Zamiast na wolności żyły w ciasnych klatkach. Pozbawione swobody i naturalnego środowiska miały cieszyć oko kłusownika. Policjanci z komisariatu Tarnów-Zachód zatrzymali 62-letniego mieszkańca miasta, przetrzymującego ptaki chronione przez prawo.
Kryminalni z komisariatu Tarnów-Zachód wpadli na trop kłusownika, który wyłapywał rzadkie gatunki ptaków i więził je w klatkach. W budynku gospodarczym, na terenie posesji należącej do mężczyzny zabezpieczonych zostało kilka klatek, z gatunkami podlegającymi ochronie. Wśród nich znalazły się dwie zięby, czyż oraz szczygieł.Podczas wykonywanych na miejscu czynności, policjanci znaleźli także żywołapkę – metalową konstrukcję ułatwiającą wabienie i nielegalne pozyskiwania ptaków. Usytuowana została ona na sąsiedniej posesji.

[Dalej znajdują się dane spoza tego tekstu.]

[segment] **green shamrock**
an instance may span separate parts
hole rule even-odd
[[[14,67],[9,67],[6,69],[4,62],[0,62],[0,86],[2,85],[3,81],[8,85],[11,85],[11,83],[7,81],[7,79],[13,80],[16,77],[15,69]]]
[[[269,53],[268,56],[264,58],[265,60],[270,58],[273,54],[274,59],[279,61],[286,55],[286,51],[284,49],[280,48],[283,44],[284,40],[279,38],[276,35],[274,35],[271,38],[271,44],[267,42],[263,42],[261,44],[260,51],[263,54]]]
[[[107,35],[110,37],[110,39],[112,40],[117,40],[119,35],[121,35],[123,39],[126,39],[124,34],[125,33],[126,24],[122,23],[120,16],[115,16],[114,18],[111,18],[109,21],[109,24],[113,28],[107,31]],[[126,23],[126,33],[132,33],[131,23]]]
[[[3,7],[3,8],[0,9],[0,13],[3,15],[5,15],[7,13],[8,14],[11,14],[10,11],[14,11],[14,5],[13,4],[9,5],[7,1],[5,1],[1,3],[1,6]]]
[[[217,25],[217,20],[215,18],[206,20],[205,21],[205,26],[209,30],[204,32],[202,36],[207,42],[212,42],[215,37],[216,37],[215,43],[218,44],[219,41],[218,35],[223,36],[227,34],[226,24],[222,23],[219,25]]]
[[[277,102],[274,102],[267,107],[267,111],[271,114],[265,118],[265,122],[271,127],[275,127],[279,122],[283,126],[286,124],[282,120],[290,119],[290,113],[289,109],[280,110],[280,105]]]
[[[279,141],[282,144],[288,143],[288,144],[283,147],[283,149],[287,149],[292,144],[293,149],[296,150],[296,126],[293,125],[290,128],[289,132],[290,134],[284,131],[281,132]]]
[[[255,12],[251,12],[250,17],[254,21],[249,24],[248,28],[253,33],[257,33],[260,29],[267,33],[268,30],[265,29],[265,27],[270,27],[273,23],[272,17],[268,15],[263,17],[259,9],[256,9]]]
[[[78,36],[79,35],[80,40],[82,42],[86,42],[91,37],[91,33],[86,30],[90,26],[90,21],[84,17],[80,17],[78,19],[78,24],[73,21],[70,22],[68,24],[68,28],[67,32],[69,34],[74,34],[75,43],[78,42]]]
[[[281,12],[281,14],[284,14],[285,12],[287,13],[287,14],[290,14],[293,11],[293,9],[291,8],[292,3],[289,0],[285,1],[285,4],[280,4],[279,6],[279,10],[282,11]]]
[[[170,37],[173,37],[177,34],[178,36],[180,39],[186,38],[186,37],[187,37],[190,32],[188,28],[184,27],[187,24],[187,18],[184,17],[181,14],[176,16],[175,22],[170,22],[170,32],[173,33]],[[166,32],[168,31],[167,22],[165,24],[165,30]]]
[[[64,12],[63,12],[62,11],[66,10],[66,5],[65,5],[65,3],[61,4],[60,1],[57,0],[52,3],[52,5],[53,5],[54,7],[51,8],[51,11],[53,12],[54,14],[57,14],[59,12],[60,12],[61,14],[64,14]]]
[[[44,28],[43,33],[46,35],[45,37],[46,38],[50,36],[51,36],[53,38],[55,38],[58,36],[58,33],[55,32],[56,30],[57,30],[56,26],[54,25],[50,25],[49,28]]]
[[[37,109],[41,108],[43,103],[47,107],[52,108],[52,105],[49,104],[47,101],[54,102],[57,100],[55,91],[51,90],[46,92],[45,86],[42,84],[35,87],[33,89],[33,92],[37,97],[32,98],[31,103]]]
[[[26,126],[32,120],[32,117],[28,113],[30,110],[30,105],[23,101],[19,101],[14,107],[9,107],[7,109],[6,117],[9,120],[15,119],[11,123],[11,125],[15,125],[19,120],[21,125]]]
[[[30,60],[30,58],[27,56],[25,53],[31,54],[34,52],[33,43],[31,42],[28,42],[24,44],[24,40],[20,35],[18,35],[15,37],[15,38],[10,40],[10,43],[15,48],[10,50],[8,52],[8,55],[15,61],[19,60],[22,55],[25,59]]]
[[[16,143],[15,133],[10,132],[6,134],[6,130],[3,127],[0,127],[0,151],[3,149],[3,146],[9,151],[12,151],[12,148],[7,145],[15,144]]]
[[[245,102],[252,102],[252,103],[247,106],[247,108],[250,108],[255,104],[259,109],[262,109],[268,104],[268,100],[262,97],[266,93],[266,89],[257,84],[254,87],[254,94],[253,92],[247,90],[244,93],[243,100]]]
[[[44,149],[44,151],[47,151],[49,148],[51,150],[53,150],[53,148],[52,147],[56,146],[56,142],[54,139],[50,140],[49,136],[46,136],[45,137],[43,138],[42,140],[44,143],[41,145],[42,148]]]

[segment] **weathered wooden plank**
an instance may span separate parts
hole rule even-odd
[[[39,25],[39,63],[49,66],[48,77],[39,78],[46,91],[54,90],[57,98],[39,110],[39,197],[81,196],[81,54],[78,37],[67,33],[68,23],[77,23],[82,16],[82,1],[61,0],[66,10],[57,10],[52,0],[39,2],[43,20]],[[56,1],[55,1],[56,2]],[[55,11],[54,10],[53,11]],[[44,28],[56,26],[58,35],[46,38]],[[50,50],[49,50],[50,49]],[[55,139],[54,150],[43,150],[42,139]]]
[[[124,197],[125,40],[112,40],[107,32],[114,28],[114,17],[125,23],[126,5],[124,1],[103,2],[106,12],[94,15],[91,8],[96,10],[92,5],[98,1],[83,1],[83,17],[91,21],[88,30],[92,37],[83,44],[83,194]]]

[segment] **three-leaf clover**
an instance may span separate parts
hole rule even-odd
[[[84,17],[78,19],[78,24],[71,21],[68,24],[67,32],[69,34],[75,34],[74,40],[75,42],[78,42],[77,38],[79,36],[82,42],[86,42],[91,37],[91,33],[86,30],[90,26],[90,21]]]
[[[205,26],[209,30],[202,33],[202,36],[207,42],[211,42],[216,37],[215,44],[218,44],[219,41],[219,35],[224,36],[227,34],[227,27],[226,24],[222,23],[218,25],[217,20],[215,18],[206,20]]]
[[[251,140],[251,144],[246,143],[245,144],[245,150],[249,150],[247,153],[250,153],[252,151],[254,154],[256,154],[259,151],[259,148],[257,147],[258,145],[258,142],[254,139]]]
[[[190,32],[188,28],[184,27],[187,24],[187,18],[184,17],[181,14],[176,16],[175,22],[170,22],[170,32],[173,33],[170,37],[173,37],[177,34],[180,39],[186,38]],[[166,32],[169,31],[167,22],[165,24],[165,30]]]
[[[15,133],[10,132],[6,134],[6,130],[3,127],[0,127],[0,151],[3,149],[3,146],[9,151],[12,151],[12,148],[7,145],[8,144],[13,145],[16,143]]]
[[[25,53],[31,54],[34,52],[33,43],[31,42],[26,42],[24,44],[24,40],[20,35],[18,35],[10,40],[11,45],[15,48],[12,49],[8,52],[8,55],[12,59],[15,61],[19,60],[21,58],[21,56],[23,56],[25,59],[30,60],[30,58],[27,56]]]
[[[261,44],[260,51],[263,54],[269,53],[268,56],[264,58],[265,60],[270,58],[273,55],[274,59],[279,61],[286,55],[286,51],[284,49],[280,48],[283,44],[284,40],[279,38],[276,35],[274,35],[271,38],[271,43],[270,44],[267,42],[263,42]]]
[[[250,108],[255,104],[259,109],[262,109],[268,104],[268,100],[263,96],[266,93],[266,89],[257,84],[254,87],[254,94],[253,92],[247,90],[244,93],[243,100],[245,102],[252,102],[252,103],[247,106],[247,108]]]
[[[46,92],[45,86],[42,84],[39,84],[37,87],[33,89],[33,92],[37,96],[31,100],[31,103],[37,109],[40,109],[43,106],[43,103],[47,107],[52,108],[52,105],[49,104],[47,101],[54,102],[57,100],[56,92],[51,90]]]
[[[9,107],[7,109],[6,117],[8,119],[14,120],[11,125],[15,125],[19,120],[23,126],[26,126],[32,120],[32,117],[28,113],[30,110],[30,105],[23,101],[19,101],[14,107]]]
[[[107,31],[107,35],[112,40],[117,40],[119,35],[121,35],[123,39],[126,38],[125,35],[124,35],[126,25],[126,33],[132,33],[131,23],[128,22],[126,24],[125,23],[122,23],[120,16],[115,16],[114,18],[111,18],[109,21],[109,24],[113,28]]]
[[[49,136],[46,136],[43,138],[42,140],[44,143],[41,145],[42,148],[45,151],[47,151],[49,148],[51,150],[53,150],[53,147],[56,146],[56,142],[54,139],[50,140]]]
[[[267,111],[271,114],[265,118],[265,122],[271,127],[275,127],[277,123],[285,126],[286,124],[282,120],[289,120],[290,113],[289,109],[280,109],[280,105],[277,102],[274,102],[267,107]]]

Towarzyszący mundurowym funkcjonariusze straży leśnej nie mieli wątpliwości, że mają do czynienia z gatunkami ptaków objętych ścisłą ochroną prawa. 62-latek został zatrzymany do dyspozycji służb. Niedługo potem usłyszał zarzut z artykułu 127a Ustawy o ochronie przyrody, czyli wejścia w posiadanie okazów objętych ochroną gatunkową, za co grozi od trzech miesięcy do lat pięciu lat pozbawienia wolności. Uratowane ptaki zostały wypuszczone i odzyskały wolność.